The study confirms and builds on the previous findings of a 2009 pilot study Thaxton conducted with Mirkin, the George B. Rathmann Professor of Chemistry in the Weinberg College of Arts and Sciences, and other colleagues.

PSA is a protein normally secreted out of the prostate cells into the semen in high concentrations. Usually, very little diffuses into the blood stream, and the normal PSA value for men without prostate disease is less than 2 nanograms per milliliter.

When the prostate gland has a disease process, such as inflammation, benign enlargement or cancer, the barriers to PSA diffusion into the blood stream are breached, and PSA levels rise.
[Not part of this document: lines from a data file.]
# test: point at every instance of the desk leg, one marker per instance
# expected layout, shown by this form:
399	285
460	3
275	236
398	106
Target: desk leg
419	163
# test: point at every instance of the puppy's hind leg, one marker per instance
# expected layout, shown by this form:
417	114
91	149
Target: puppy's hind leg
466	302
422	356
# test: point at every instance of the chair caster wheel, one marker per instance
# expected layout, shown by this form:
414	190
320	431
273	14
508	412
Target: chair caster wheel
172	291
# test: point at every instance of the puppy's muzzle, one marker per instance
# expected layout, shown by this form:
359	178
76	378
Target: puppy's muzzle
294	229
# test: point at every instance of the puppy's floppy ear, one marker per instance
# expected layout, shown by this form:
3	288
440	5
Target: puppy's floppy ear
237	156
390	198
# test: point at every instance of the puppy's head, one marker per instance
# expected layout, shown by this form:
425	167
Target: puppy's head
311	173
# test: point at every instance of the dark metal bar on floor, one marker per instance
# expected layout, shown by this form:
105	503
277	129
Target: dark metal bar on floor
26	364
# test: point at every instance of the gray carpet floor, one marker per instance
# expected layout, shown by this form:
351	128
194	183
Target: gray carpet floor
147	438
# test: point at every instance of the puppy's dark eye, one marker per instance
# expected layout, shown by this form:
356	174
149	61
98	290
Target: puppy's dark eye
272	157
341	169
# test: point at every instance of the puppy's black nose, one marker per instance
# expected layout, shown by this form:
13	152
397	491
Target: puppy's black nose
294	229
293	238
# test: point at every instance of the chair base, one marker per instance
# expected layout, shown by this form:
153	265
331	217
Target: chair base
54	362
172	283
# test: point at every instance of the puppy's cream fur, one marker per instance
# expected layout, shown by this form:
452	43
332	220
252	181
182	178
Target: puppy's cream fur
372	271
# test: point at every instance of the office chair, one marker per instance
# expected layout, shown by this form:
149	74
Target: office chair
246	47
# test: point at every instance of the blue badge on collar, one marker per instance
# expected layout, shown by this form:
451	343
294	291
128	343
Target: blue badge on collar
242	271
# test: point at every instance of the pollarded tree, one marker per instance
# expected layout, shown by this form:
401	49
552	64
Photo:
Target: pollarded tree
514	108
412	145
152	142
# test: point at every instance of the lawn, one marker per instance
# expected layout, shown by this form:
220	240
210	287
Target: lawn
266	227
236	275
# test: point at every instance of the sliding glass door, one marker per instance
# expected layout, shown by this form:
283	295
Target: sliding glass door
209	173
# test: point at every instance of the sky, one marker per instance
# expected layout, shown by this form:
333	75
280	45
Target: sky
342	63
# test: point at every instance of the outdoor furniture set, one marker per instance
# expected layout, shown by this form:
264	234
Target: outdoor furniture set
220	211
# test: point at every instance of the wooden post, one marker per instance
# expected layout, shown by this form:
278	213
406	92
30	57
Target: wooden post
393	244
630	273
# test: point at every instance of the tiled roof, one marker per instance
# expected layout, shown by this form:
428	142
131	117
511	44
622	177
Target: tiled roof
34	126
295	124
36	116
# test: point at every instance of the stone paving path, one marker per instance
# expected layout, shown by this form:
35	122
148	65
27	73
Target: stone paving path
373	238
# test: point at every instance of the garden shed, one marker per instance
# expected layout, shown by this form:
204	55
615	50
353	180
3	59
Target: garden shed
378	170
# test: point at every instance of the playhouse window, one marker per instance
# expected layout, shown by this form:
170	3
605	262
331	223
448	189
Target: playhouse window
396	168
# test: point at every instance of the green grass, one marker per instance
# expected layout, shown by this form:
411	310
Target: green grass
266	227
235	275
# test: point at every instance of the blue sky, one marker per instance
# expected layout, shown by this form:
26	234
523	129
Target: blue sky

In a man who has his cancerous prostate removed, there should be no PSA in the blood except for a minute amount produced by the periurethral glands. However, any PSA produced by cancer recurrence ends up in the blood stream and can be detected earlier with the more sensitive nanotechnology PSA assay.

For the new study, researchers obtained blood serum retrospectively from men whose PSA serum samples had been frozen after surgery and whose assays (blood analysis) showed an undetectable PSA level based on the conventional test.

Northwestern researchers then tested those serum samples using the more sensitive nanotechnology-based test. They wanted to see if they could detect PSA at levels below the limit of the conventional test, and if those results could predict the cancer outcome for those patients, who were followed for up to 10 years.

Using the new test, Thaxton and colleagues found that the low and non-rising PSA levels (presumably produced by the normal periurethral glands) of patients meant that the prostate cancer was effectively cured and did not return over a period of at least 10 years. Scientists also found a PSA level higher than that expected from the periurethral glands based on the new test meant the patients would have their disease recur.

As result of the study, researchers were able to assign a PSA level number to a cure for the first time as well as a number that indicated the disease would recur and if it would recur aggressively.

These newly identified levels were below what could have been detected with the conventional PSA test. The researchers were able to quantify PSA values at less than 0.1 nanograms per milliliter, the clinical limit of detection for commercial assays.

Thaxton said the next step for scientists is a prospective clinical trial to compare the nanoparticle-enhanced PSA assay to traditional PSA assays and determine if earlier detection and treatment can save lives.